# Seeking pasture board in St. Louis, Missouri



## Soverholser (Nov 15, 2013)

Hi there. Title says it all - I am looking for pasture boarding for my gentle gelding. I don't need all of the bells and whistles - just an arena and a pasture is fine. I need it to be in the St. Louis area - Jefferson County and whatnot. Let me know if you have any ideas.


----------



## Skyseternalangel (Jul 23, 2011)

Err any of these links from google would have ideas..

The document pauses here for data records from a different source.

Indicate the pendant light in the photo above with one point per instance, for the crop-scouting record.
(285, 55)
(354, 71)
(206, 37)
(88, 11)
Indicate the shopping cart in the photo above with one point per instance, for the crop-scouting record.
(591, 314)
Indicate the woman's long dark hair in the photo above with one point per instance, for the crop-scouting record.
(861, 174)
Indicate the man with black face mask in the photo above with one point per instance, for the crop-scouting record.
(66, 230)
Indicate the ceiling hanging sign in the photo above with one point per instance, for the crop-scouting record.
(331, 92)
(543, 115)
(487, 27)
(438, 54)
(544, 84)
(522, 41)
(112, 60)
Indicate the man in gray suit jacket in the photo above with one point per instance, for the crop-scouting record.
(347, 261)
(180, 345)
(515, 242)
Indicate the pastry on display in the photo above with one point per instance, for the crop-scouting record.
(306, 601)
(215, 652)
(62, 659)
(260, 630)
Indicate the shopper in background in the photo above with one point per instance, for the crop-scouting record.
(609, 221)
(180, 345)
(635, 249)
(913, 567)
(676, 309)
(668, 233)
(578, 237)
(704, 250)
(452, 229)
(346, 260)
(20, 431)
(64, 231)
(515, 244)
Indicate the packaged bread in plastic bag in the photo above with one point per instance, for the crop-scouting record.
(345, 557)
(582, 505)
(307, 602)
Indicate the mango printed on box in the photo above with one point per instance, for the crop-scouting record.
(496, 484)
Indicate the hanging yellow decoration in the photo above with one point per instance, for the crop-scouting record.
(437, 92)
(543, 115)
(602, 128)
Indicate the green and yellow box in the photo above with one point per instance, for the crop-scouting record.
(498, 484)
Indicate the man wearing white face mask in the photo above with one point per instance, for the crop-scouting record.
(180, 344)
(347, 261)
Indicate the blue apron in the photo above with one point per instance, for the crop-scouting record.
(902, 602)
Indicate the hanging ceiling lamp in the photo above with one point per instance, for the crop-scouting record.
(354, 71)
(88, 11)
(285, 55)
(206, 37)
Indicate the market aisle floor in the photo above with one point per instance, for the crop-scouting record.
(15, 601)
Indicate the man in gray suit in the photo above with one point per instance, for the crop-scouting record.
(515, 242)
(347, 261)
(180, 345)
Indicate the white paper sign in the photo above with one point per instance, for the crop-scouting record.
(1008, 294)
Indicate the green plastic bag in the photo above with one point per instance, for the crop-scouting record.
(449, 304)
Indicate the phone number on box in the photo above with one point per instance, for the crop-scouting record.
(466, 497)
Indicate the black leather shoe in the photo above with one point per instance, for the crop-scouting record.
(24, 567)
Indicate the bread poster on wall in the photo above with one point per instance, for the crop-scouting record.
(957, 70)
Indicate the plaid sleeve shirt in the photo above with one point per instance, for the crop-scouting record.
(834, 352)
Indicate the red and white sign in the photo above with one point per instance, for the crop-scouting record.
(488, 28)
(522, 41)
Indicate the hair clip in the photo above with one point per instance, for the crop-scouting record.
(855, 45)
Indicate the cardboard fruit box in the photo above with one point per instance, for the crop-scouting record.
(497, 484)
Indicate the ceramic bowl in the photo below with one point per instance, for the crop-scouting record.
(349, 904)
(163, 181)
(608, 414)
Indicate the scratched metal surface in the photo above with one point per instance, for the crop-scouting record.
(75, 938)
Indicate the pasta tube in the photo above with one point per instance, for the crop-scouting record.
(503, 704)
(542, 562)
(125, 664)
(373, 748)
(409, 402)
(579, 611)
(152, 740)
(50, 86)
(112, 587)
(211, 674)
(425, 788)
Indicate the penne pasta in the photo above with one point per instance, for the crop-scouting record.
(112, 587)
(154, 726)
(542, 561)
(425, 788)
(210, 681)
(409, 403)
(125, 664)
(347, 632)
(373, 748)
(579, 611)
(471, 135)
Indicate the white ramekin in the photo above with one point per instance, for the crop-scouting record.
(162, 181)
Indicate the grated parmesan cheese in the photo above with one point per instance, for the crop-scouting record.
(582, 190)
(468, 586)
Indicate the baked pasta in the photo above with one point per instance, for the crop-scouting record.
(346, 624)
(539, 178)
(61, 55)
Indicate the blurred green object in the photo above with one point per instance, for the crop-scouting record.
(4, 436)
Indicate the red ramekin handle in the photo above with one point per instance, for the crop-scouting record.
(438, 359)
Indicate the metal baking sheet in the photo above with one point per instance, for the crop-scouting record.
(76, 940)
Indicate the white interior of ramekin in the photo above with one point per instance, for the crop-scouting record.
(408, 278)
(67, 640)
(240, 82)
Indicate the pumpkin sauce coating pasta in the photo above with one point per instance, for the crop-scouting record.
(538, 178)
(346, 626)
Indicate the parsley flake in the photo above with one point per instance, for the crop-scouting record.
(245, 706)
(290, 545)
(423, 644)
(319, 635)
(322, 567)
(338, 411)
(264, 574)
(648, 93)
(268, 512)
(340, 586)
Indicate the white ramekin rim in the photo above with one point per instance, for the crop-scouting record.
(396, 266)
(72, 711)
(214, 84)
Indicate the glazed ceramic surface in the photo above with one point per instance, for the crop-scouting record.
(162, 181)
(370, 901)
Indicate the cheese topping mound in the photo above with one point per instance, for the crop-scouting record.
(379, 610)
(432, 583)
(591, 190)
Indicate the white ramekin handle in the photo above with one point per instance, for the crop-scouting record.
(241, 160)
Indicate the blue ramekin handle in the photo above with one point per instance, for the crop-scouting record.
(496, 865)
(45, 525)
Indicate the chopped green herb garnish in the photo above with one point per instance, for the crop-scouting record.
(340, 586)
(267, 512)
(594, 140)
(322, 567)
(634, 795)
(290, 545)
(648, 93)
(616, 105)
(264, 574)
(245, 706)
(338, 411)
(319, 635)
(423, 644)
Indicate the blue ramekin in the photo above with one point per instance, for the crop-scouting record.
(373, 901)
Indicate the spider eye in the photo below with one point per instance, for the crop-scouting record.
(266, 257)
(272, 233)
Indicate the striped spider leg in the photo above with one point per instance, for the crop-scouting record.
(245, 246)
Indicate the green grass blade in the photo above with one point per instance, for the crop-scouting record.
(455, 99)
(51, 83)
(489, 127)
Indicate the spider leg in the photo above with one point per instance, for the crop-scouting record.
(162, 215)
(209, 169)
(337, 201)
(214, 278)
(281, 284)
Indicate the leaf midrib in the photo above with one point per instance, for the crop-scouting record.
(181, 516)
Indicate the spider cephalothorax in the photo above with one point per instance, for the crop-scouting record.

Horse Boarding Farms in Saint Louis, Missouri. Horse Ranches in Saint Louis, MO. Riding Stables in Saint Louis County, MO.
Ace Stable Home
St. Louis County Missouri Horses - Horse Websites
Top Spots For Horseback Riding Near St. Louis « CBS St. Louis
Boarding Stables in Missouri


----------



## Viranh (Apr 7, 2013)

If you don't mind driving, pasture board is a little easier to find further out of town. I know there are some places around Union and Pacific that are relatively inexpensive. To get turnout space inside the city you are going to pay. If you just need something cheap, I've had my eye on this place:
Boarding Your Horse
I have not seen it in person since I'm not going to be ready to move up there for at least 6 months, but I had it in mind at least until I get a few big girl job paychecks in the bank.


----------



## Soverholser (Nov 15, 2013)

At this point, it looks like I am going to need to broaden my horizons. I'd hate to put him further away from me, but after some crap that went down at my current barn, it's absolutely unfair of me to keep him there much longer.


----------